Four years ago, a doctor performed a lifesaving dilation and curettage, or D&C, to remove my daughter Lucy from my womb. I’m grateful for the doctor’s decisive actions because Lucy’s presence threatened my life, and I’m grateful for his caring, compassionate approach before, during and after the operation.
You’re probably familiar with a D&C, performed on about three-quarters of babies aborted in the first trimester. It’s also used for removing babies previously deceased due to miscarriage, as was the case with Lucy.
Unfortunately, since the Supreme Court overturned Roe v. Wade, American women have been lied to about the stark differences between D&Cs that save a mother’s life by removing a deceased baby and those that purposely end a baby’s life. They’re both technically related to abortions — but one helps a woman whose miscarriage (medically, a “spontaneous abortion”) is, under normal circumstances, outside of her control. The other is intentionally ending a life.
The media’s horror stories portray doctors as too scared to perform lifesaving D&Cs on women like me who have miscarriages. We are told they fear persecution by insensitive, power-hungry politicians who want nothing more than to control women. But no doctor should be scared of doing their job in line with the Hippocratic Oath, which vows to “do no harm.”
Like the best lies, the D&C narrative has some basis in truth. D&Cs are used in spontaneous and elective abortions involving a child dying in the womb. Of course, that narrative ignores the vast differences between intention and outcome.
Ironically, however, there is another similarity between elective and spontaneous abortions that the abortion industry wants to hide: both circumstances can cause deep, lasting pain and trauma for women.
Pain and suffering after miscarriage is becoming more acknowledged and understood. I experienced severe depression after four miscarriages. I was barely present to my four living children (I now have five) and husband for months. But nobody denied my pain, and my therapist and community helped me to find healing and move forward.

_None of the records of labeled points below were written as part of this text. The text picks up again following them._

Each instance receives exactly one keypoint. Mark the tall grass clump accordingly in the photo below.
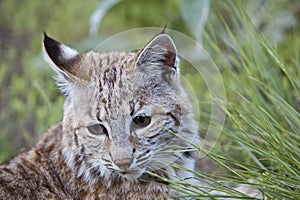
(258, 154)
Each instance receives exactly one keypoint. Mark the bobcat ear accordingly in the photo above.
(160, 51)
(62, 57)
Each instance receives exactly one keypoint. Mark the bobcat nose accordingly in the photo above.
(123, 163)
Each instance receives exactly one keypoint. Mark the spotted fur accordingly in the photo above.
(110, 89)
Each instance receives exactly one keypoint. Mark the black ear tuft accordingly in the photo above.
(53, 50)
(63, 57)
(160, 51)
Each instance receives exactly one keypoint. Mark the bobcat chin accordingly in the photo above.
(126, 117)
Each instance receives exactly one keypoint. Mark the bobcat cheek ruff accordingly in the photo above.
(125, 115)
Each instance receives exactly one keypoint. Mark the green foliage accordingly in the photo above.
(258, 60)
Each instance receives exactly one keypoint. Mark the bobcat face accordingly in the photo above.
(123, 111)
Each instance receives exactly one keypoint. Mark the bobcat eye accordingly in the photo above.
(97, 129)
(142, 121)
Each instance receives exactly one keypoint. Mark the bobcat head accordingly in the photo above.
(124, 113)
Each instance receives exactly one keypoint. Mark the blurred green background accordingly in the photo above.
(254, 43)
(30, 102)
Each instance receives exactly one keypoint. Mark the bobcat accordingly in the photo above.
(126, 118)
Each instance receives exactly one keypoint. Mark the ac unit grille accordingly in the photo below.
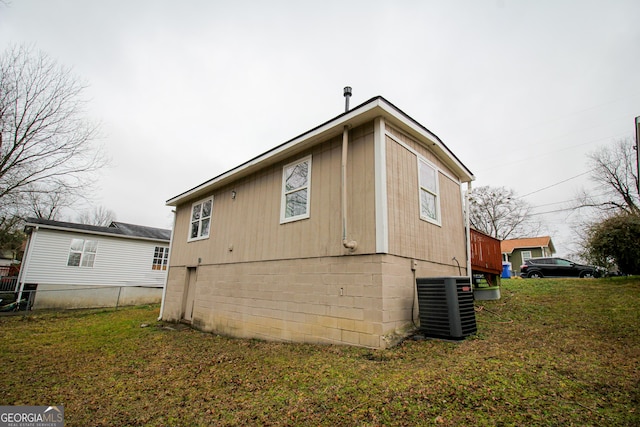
(446, 307)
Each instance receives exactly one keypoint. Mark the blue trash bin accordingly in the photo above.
(506, 270)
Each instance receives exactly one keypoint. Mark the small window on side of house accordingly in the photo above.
(429, 191)
(296, 191)
(82, 253)
(160, 258)
(200, 222)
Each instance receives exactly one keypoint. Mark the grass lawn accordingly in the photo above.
(550, 352)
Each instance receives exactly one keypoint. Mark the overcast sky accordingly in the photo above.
(519, 90)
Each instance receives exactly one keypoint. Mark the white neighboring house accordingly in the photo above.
(73, 265)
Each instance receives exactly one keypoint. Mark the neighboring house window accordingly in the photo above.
(201, 219)
(160, 258)
(296, 190)
(429, 192)
(82, 253)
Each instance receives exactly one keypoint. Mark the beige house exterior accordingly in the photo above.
(321, 238)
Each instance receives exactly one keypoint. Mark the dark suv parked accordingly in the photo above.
(556, 267)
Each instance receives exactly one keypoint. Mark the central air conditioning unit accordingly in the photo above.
(446, 307)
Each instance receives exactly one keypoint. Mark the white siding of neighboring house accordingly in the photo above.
(119, 261)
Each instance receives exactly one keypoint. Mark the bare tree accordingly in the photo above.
(47, 204)
(497, 211)
(45, 140)
(613, 171)
(98, 215)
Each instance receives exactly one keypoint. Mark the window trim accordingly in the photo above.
(163, 258)
(436, 170)
(83, 253)
(283, 195)
(191, 221)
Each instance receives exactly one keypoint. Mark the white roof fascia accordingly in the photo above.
(98, 233)
(366, 112)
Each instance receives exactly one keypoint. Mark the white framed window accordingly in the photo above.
(201, 212)
(82, 253)
(160, 258)
(296, 190)
(429, 191)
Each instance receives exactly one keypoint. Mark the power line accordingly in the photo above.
(557, 183)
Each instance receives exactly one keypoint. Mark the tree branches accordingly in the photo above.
(45, 140)
(497, 212)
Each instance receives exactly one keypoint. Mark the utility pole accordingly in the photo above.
(637, 148)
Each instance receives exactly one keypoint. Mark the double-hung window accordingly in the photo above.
(82, 253)
(201, 219)
(160, 258)
(296, 190)
(429, 191)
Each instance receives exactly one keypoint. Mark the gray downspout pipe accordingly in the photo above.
(166, 278)
(351, 245)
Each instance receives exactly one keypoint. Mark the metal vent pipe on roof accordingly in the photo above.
(347, 95)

A new study shows that many of the emotions present after spontaneous abortions are also carried by women who choose abortion. Support After Abortion has conducted the first nationally representative survey of women who have gone through medication abortions and discovered that one in three women struggle afterward. Adverse effects include but are not limited to anger, isolation, depression and anxiety.
I couldn’t have moved forward without the support of family, friends, faith and a professional therapist. But the Support After Abortion study makes clear that while 33 percent of women keep their medication abortions private, 63 percent of women either sought after-abortion help or said they could have benefited from talking to someone. Unfortunately, just 18 percent of women in the study knew where to go for after-abortion healing.
The final lie in the D&C narrative is that pro-lifers don’t care for women who consider or have abortions. But the world’s leading pro-life organization is the Catholic Church, which for years has run abortion healing programs and retreats to help men and women achieve after-abortion healing. I know the love in these programs because I volunteered at one and saw firsthand the freedom both women and men experienced as they allowed themselves, sometimes for the first time in decades, to be loved and to see themselves as deserving of God’s love.
Without a D&C, I may not be here today. But that’s because my doctor used the procedure to safeguard, not take, a life. The abortion industry’s lies are many, and one of the worst may be fooling women into conflating saving a life with ending it.